Parliament has announced it is to carry out a wide-ranging inquiry into the effectiveness of press self-regulation, contempt of court, privacy and libel laws.

The cross-party culture, media and sport select committee will begin the investigation in the New Year and has invited newspaper groups and other interested paries to submit evidence ahead of a series of hearings.

The group will look at the effectiveness of the Press Complaints Commission system following a series of libel payouts to the parents of missing British girl Madeleine McCann, their holiday friends “The Tapas Seven” and Robert Murat, the British expat named as a suspect by Portuguese police but subsequently cleared.

The committee said it was seeking views on whether the McCann case has exposed ‘a serious weakness in the self-regulatory regime”, and will ask ‘what changes news organisations themselves have made in the light of the case”.

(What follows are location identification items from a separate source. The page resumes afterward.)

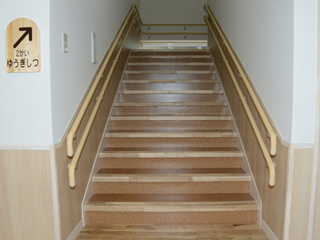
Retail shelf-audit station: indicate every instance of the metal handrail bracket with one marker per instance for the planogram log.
(245, 105)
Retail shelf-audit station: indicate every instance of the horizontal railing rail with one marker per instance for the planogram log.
(84, 107)
(165, 24)
(265, 120)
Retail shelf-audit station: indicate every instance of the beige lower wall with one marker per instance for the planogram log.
(285, 207)
(26, 201)
(300, 175)
(273, 199)
(70, 200)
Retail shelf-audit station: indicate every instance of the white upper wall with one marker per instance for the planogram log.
(276, 42)
(72, 72)
(25, 105)
(172, 11)
(304, 71)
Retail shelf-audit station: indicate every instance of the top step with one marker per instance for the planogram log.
(170, 50)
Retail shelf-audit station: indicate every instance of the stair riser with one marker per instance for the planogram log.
(170, 68)
(170, 125)
(169, 53)
(164, 60)
(171, 98)
(236, 217)
(170, 76)
(171, 86)
(169, 111)
(171, 188)
(170, 163)
(199, 142)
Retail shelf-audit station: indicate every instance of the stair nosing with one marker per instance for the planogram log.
(218, 206)
(171, 64)
(170, 104)
(172, 72)
(145, 92)
(171, 178)
(172, 56)
(199, 81)
(171, 118)
(170, 154)
(206, 134)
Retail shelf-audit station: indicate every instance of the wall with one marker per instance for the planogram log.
(288, 208)
(305, 71)
(25, 117)
(70, 200)
(71, 72)
(276, 43)
(26, 201)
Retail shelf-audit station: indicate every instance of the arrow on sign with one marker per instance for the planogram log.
(28, 31)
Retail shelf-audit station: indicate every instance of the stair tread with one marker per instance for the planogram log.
(155, 104)
(171, 175)
(171, 118)
(172, 206)
(171, 197)
(172, 64)
(170, 72)
(170, 152)
(170, 92)
(172, 134)
(169, 81)
(172, 56)
(171, 171)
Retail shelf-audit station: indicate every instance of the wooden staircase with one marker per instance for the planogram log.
(171, 156)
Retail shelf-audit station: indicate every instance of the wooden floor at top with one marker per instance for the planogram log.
(175, 232)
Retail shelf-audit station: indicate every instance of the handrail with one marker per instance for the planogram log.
(84, 137)
(165, 24)
(247, 110)
(265, 120)
(94, 86)
(172, 33)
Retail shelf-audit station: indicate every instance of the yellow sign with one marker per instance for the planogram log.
(22, 46)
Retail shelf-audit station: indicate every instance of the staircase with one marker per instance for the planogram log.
(171, 156)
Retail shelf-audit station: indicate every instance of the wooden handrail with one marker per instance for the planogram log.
(247, 110)
(164, 24)
(94, 86)
(85, 134)
(265, 120)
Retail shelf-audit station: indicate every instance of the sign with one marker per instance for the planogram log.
(22, 46)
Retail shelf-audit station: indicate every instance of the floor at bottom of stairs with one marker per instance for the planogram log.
(175, 232)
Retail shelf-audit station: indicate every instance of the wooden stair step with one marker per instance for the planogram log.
(172, 206)
(171, 56)
(170, 68)
(152, 92)
(157, 134)
(178, 232)
(233, 175)
(231, 197)
(168, 50)
(171, 153)
(171, 64)
(170, 104)
(172, 72)
(171, 118)
(168, 81)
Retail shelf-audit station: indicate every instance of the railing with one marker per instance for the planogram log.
(75, 126)
(265, 120)
(166, 24)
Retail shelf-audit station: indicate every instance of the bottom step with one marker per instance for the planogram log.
(171, 209)
(231, 217)
(169, 232)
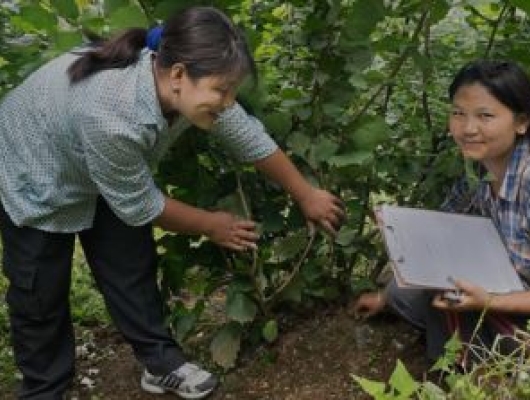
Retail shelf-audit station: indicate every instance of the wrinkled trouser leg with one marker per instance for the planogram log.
(38, 267)
(124, 264)
(414, 305)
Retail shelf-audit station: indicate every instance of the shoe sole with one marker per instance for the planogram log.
(155, 389)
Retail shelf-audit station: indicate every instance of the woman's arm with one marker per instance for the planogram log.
(475, 298)
(319, 206)
(222, 228)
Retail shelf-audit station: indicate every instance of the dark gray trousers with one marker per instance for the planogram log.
(414, 305)
(38, 266)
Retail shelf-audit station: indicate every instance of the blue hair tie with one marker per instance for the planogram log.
(154, 35)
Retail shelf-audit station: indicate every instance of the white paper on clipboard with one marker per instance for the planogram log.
(427, 247)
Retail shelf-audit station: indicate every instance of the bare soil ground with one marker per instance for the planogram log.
(313, 360)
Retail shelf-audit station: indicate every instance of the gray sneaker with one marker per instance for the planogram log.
(188, 381)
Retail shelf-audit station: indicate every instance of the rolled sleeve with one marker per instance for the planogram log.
(115, 156)
(243, 135)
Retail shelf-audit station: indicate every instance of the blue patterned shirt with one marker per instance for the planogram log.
(510, 210)
(63, 145)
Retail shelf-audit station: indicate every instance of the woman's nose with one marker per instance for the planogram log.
(470, 126)
(228, 100)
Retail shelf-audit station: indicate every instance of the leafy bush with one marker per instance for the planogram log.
(353, 90)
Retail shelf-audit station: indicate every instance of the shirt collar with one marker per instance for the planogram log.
(148, 107)
(516, 166)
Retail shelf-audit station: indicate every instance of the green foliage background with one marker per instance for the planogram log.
(353, 90)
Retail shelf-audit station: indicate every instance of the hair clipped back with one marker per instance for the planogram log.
(203, 39)
(504, 80)
(207, 43)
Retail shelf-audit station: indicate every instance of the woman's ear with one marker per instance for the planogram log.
(176, 75)
(523, 122)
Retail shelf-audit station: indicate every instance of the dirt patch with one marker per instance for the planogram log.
(313, 359)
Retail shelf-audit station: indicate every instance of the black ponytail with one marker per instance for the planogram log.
(118, 52)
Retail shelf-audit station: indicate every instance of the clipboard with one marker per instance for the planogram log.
(429, 248)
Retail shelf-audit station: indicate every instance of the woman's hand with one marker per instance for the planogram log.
(228, 231)
(369, 304)
(470, 297)
(324, 209)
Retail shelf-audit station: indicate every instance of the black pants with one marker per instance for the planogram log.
(38, 265)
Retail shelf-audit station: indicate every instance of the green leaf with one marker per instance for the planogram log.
(402, 381)
(286, 248)
(354, 158)
(113, 5)
(38, 18)
(371, 133)
(270, 331)
(240, 308)
(373, 388)
(226, 344)
(299, 143)
(67, 40)
(346, 236)
(66, 8)
(323, 149)
(363, 17)
(293, 291)
(522, 4)
(277, 123)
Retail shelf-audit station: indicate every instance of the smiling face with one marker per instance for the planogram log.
(200, 100)
(484, 128)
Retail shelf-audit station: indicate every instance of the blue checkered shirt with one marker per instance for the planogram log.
(63, 145)
(510, 210)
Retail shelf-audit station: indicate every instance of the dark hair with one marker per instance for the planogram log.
(201, 38)
(504, 80)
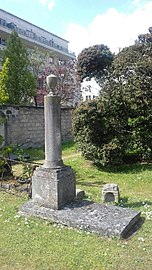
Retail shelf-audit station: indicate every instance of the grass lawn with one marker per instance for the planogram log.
(34, 244)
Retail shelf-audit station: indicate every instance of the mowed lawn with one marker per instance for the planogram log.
(34, 244)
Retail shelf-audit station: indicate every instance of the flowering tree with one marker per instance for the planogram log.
(68, 87)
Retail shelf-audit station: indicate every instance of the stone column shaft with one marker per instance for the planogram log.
(53, 146)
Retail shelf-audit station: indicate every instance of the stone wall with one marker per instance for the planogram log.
(24, 125)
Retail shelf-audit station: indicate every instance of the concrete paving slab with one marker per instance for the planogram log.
(106, 220)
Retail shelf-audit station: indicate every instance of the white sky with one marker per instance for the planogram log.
(112, 28)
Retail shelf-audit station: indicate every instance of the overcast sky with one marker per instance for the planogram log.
(84, 23)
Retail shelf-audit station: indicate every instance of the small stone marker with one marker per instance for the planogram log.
(110, 193)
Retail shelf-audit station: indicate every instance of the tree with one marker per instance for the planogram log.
(3, 79)
(123, 111)
(18, 82)
(93, 61)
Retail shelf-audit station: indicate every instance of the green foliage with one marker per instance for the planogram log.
(122, 116)
(93, 61)
(98, 136)
(3, 80)
(5, 165)
(35, 244)
(17, 82)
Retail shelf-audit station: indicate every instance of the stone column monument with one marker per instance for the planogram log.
(53, 184)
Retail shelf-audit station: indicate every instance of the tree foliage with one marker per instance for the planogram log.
(3, 79)
(120, 124)
(93, 61)
(18, 83)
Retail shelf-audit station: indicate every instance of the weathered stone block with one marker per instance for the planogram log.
(110, 193)
(53, 187)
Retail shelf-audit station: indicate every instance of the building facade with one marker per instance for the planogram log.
(35, 37)
(32, 36)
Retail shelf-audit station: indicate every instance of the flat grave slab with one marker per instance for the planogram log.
(106, 220)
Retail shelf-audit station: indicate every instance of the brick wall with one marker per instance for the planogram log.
(25, 125)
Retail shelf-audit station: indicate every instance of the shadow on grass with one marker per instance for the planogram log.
(124, 203)
(135, 228)
(127, 168)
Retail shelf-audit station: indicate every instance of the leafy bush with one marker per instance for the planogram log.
(95, 134)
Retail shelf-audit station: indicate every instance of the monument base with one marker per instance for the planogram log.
(53, 187)
(107, 220)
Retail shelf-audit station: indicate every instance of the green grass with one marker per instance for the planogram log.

In March, Express Newspapers paid substantial libel damages to Kate and Gerry McCann for publishing more than 100 defamatory stories about the couple. Robert Murat accepted £600,000 from Associated Newspapers, Express Newspapers, MGN and News Group Newspapers in July. This was followed last month by a £375,000 payout by Express Newspapers to the so-called ‘tapas seven”.

CFA under the spotlight

The select committee, chaired by John Whittingdale, has also invited opinions from the industry on the effect British libel law is having on reporting, and the impact of the ‘no-win no-fee’conditional fee agreement scheme for libel and privacy cases.

Journalists across the industry have expressed concerns over how CFAs have been used. Lawyers taking cases on a no-win, no-fee basis can charge a success fee equivalent to 100 per cent on top of their normal fee.

Although the CFAs were intended to help ordinary people gain access to justice there is concern at their frequent use by wealthy celebrities.

The effectiveness of contempt of court laws in an online age, and the impact of the European Convention of Human Rights on press freedom will also come under the spotlight.

The select committee said it would accept written submissions from interested parties until 14 January, after which a timetable of oral evidence sessions will be announced.

The committee is currently carrying out reviews into the BBC’s commercial activities, with both the BBC director general Mark Thompson and BBC Trust chairman Sir Michael Lyons called to give evidence this morning.